As your skin matures, the effects from frowning, squinting, and the movement of our muscles from facial expressions cause folds and creases to form. With age, our skin naturally becomes less elastic, causing these lines to stay permanently on our face, whether contracting these muscles or not.

Anti-wrinkle injections are a quick and simple, non-surgical solution to facial wrinkles and fine lines.

The injections weaken facial muscles causing them to relax, resulting in a smoother, fresher appearance. They are most commonly used to give a fresher appearance to the crows’ feet, forehead and frown, but can also improve the appearance of fine lines and wrinkles to the lower face, e.g. smokers lines, neck bands and around the mouth. Other uses for anti-wrinkle injections include the treatment of excessive sweating (also known as hyperhidrosis), especially to the palms and underarms, treatment for teeth grinding, slimming of the jawline, and relief from chronic migraines.

Anti-wrinkle injections do not replace lost volume, in other words, they do not plump or re-volumise the skin. To plump or revolumise the skin, dermal fillers are an effective treatment. Dermal fillers are often confused with anti-wrinkle injections, but best anti-ageing results are achieved when the two treatments are used in conjunction with each other.

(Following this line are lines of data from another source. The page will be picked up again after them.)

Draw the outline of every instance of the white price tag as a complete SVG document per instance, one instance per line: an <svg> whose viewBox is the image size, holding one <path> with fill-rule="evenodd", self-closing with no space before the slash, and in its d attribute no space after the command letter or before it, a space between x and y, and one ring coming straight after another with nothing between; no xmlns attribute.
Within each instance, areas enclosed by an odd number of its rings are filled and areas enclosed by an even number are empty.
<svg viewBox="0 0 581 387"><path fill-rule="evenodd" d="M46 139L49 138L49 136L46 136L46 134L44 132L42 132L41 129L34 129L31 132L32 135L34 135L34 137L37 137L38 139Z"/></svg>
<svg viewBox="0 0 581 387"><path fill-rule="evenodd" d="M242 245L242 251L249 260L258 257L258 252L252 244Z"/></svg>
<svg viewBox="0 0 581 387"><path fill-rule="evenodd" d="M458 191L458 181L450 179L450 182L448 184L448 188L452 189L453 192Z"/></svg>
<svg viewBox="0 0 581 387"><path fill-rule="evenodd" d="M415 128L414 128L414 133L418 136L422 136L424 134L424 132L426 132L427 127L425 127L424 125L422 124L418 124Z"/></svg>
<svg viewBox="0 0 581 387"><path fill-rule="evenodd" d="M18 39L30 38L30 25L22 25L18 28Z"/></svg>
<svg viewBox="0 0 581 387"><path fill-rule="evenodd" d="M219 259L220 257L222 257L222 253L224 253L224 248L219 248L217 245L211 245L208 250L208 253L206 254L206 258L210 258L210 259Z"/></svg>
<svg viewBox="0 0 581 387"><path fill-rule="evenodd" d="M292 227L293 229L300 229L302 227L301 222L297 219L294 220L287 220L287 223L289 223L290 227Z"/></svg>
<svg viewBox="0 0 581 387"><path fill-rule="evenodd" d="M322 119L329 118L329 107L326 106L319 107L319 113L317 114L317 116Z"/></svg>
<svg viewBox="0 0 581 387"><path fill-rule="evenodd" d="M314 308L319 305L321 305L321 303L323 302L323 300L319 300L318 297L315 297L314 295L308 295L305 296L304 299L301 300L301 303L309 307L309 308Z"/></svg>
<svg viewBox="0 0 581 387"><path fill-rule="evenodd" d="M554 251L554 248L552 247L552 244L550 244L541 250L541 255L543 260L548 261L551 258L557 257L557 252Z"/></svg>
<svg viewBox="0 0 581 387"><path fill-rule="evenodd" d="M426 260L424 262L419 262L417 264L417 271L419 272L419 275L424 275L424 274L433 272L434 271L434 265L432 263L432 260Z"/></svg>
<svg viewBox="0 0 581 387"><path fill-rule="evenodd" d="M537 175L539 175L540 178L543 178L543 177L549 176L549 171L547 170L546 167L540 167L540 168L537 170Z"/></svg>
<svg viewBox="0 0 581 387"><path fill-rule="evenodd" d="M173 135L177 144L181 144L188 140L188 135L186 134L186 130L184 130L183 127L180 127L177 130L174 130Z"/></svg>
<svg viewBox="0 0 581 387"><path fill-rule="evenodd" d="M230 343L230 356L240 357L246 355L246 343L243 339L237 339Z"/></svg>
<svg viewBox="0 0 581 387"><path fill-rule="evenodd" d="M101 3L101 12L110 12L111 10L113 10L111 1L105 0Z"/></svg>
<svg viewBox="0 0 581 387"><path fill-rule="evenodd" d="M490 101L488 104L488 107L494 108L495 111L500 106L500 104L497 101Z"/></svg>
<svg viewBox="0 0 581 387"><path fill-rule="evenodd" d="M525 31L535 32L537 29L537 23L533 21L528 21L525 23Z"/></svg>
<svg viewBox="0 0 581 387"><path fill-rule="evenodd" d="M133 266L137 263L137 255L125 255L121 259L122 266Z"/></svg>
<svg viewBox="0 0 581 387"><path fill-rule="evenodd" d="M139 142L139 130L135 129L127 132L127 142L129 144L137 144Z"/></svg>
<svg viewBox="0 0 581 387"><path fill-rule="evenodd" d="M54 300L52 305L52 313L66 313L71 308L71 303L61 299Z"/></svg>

The history behind anti-wrinkle injections

Dr Richard Clark, a plastic surgeon from California, was the first to document a cosmetic use for botulinum toxin. He treated forehead asymmetry caused by left sided forehead nerve paralysis that occurred during a cosmetic facelift. Since the injured nerve could possibly regenerate in 24 months, a two-year waiting period was necessary before definitive surgical treatment could be done.

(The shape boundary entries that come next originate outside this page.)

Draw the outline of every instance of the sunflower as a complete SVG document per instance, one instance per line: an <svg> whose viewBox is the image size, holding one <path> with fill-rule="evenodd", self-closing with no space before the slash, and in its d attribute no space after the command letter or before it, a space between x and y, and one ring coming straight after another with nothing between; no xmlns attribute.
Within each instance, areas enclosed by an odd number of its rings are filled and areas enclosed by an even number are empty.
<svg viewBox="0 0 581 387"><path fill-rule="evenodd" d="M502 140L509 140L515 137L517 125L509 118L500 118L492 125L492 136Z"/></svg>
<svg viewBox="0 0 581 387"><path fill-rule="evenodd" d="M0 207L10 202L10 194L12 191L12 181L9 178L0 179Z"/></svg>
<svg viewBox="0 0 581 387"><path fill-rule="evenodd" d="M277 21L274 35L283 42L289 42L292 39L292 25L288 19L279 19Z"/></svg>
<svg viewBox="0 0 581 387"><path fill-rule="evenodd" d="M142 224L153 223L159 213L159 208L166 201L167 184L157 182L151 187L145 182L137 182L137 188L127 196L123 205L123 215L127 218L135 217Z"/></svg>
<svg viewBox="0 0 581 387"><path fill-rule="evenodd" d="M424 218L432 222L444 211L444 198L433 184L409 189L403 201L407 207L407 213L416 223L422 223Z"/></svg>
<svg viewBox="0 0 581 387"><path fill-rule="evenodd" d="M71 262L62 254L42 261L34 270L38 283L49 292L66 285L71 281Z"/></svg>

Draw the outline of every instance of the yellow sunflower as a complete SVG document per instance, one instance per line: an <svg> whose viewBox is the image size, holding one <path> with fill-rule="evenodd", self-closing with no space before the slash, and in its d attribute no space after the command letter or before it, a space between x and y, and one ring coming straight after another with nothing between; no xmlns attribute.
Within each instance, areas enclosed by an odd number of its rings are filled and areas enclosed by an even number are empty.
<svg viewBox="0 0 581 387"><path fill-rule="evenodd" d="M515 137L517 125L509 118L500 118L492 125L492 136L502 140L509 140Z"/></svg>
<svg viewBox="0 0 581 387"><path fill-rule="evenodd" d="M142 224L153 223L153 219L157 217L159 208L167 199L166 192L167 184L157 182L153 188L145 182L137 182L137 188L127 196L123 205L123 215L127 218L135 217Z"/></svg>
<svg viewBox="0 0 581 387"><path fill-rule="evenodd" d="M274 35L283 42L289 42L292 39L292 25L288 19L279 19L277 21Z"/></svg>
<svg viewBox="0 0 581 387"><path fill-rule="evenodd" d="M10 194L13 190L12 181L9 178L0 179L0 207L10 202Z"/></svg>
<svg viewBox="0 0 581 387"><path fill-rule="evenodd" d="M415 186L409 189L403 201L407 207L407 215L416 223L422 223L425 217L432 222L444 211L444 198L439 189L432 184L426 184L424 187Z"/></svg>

Dr Clark realized that botulinum toxin, which had been previously used only for cross eyed babies and facial tics, could also be injected to smooth the wrinkles of the right forehead to match her paralyzed left. He received FDA approval for this cosmetic application of the toxin and successfully treated the person and published the case study in 1989.

Shortly after, Vancouver ophthalmologist Dr Jean Carruthers and her husband, Dr Alastair Carruthers, a dermatologist, observed that blepharospasm (eye spasm) patients who received injections around the eyes and upper face also enjoyed diminished facial glabellar lines (“frown lines” between the eyebrows), thereby initiating the highly-popular cosmetic use of the toxin.

In 2002, following clinical trials, the FDA approved Botox Cosmetic, botulinum A toxin to temporarily improve the appearance of moderate-to-severe glabellar lines. This led to the birth of anti-wrinkle injections as we know them today!